La presión porque mi amá regresara a L.A. comenzó a aumentar y a provocarme lo que el estrés me provoca siempre. Por otra parte, mi economía no es precisamente boyante.

Unas cuatro o cinco semanas antes Tanya me había invitado a ser parte de una charla en Guanajuato, en Casa Cuatro, en la que tres mujeres hablaríamos de mujeres, arte y ciencia. Escribí mi rollo con tiempo, no para entregarlo realmente sino como un apunte para no divagar; pedí a algunos amigos que escriben y publican que lo leyeran y me hicieran llegar sus comentarios; para la tercera semana del mes estaba listo, y lo publiqué en mi blog de Blogger.

En el ínterin me invitaron a participar en el Congreso Virtual de la UVSMP, en Perú, a celebrarse en la segunda semana de noviembre, y comencé a estructurar mi charla mientras enviaba los elementos requeridos: una foto en un formato especia (Tanya me hizo el favor de ponerla en ese formato), una hoja de vida (resumen de mi curriculum vitae) y el tema de la ponencia. No he avanzado mucho desde entonces porque esta montaña rusa va muy acelerada.
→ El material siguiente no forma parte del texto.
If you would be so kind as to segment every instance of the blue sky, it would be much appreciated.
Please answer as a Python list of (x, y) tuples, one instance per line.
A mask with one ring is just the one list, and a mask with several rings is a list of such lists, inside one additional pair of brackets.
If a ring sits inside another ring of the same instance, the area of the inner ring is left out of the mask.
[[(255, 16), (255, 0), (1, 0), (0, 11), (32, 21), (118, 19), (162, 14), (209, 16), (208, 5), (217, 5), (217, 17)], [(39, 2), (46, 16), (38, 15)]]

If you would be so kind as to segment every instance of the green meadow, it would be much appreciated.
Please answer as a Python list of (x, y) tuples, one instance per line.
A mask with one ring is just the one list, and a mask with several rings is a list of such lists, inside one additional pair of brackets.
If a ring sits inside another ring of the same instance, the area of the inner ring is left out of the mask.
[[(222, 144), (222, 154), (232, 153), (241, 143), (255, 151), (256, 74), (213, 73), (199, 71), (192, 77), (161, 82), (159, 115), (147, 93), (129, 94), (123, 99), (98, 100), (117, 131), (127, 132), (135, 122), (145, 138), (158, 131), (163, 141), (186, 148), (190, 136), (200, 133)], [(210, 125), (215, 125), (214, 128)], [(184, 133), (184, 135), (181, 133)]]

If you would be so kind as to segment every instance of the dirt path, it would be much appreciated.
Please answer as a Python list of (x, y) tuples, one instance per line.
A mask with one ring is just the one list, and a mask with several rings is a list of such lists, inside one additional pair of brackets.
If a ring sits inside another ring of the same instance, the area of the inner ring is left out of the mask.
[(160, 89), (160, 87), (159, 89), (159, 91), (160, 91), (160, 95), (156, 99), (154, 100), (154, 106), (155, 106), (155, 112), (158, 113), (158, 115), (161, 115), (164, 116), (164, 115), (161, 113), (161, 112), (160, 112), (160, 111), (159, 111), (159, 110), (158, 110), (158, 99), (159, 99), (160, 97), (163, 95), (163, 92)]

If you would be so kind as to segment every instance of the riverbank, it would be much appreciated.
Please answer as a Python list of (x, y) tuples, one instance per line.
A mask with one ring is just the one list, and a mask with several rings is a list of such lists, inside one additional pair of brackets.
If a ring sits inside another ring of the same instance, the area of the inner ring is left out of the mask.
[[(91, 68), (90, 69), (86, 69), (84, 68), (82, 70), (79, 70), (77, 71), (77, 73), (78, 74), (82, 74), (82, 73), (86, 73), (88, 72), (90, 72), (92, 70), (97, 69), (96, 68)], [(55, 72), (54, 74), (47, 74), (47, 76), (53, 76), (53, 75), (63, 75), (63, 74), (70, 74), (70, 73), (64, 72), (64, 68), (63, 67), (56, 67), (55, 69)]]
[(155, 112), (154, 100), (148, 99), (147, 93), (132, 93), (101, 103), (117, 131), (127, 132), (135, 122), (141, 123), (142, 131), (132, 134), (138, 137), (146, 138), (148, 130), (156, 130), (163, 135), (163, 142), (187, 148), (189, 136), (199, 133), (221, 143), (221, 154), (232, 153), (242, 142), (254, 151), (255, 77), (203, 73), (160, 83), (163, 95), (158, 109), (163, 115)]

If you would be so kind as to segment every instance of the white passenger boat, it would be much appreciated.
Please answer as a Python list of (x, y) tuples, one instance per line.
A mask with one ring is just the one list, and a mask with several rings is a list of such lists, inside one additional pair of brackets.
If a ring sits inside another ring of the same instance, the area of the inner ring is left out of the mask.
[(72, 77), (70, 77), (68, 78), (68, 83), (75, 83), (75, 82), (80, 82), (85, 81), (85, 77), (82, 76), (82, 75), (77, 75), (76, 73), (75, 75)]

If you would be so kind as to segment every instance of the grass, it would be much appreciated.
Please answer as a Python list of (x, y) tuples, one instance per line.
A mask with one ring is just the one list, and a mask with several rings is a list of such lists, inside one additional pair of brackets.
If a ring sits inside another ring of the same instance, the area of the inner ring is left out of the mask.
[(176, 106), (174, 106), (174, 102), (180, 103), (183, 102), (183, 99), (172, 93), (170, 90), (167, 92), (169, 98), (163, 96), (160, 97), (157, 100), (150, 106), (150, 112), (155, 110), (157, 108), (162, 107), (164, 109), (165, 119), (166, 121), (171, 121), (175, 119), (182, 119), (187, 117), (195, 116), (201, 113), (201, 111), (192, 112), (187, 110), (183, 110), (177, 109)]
Con todo eso pareció que la única opción era (fue) que yo llevara a mi mamá a San Diego al final de la tercera semana del mes. Lo conversé con ella y estuvo de acuerdo: volar de León a Otay, del lado gringo, cruzando por el puente elevado del aeropuerto de TJ con el fin de evitar traslados, filas, etc.

Funcionó aunque fue extraordinariamente cansado, extenuante, por lo que implicó como organización en todos los sentidos, incluyendo la levantada a las 3:30 de la mañana de manera de salir al aeropuerto a las 5:00 A.M., llegar a TJ al medio día con el anuncio de que habían cancelado mi reservación en el Airbnb seleccionado como consecuencia de la rotura de una tubería, y la necesidad de pagar por un alojamiento decente y seguro y, a esa hora y en esas condiciones, urgente.

El Hotel Caesar’s es siempre mi mejor opción. Cierto es que TJ no es León: en cuanto hice pública la situación con el Airbnb me llovieron ofertas de mis queridas amigas para que me alojara con ellas, pero con el cansancio acumulado necesitaba un lugar en el que mi presencia no alterara la vida de nadie.

Mi primera visita, a mi comadre Haydee a quien no encontré, me llevó a la playa. Ahí pedí el agua de un coco fresco, luego me quité los zapatos y caminé hasta la reja de la frontera disfrutando del agua fría y del masaje de la arena. Fue como magia: desapareció el dolor de cabeza y el cansancio de pies y piernas. La puesta de sol se antojaba bella, pero regresé a casa de mi comadre para el deleite que es conversar con ella y ser atendida con mucho cariño, tomándonos un café. De regreso, en el restaurante de hotel cené con Venecia.

De nuevo: estar en Tijuana significa tener una actividad social y fraterna mucho más abundante en un solo día que en seis meses en León siempre, aun cuando vivía allá y más cuando estoy de visita. Con Magui Saucedo compartí una experiencia gastronómica en el Lorca, atendidas por el propietario/panadero/creador de delicias y gran conversador. Comida con Marychuy y tarde de playa con Paty y Mariana.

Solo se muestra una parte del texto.